Cuidadoso, sabe bem o pai que basta um curto-circuito que engatilha o efeito dominó para pôr tudo a perder. Um olhar percebido como atravessado e pronto!, a barbárie toma conta. Ou, pior!, um adversário impondo-lhe a derrota e virando a casaca da afeição infantil. Havia, pois, algo maior em jogo ali. A renovação geracional de um contrato indissociável.

Chegaram, por fim, ao quarteirão de concreto que se ergue entre as vias e sobre as casas. O garoto admirou-se.

Ao redor, os Brasis já no pé da ladeira, em expectativa. Ganhava o jovem sorrisos de aprovação. Mexiam no seu cabelo em afago. Era a estrela protagonista de um pacto que todos conheciam, pelos quais todos passaram. Respeitavam a solenidade da ocasião. “Primeira vez hoje? Vai dar sorte!”. 

Mas não conseguia falar, apenas sorria encabulado.
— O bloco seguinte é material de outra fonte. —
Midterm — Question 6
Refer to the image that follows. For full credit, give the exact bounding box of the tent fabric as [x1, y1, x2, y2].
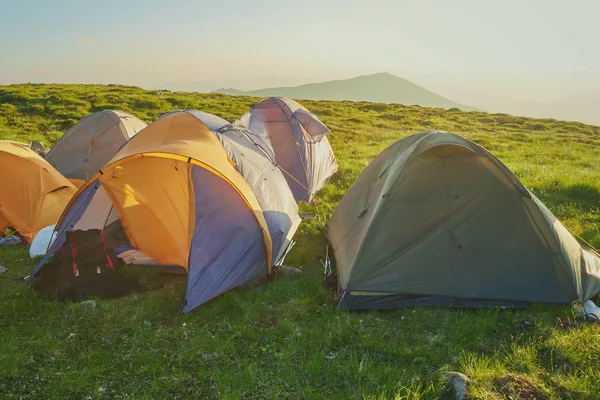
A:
[235, 97, 337, 201]
[0, 141, 77, 243]
[173, 110, 301, 264]
[46, 110, 146, 179]
[32, 112, 272, 311]
[327, 132, 600, 308]
[218, 126, 301, 263]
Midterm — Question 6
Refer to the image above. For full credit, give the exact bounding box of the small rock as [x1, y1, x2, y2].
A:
[300, 212, 316, 221]
[79, 300, 96, 310]
[446, 372, 469, 400]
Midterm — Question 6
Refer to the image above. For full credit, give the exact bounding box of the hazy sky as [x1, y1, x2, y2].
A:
[0, 0, 600, 106]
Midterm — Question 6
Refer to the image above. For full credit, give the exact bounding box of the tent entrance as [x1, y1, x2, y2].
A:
[100, 157, 195, 268]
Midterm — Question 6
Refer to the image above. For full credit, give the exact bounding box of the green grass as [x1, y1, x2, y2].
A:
[0, 84, 600, 399]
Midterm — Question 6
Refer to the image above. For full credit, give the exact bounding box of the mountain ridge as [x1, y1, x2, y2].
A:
[212, 72, 476, 111]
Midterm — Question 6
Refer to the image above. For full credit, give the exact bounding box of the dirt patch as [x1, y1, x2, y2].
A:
[493, 374, 549, 400]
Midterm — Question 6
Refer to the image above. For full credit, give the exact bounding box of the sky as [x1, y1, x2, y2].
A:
[0, 0, 600, 120]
Se aceitava os agrados de bom grado, virava-se ao pai pedindo seu aceno de “é tudo isso mesmo. E muito mais.” Estava, pois, abduzido por tudo que se afirma magia.

No aproximado da hora, passaram pelas catracas e, dali a mais um pouco, a grama do tapete era mais verde que a da TV. Em muito breve, os heróis de manto repetidor dos escudos espalhados pelos cantos da cidade se ergueriam pela boca cuspidora de craques. No embalo do canto da torcida e no tremido da arquibancada, levantou-se independente e soltou o definitivo grito que marcava o início da sua jornada boleira: o brado chavão da nação da qual era membro irrevogável.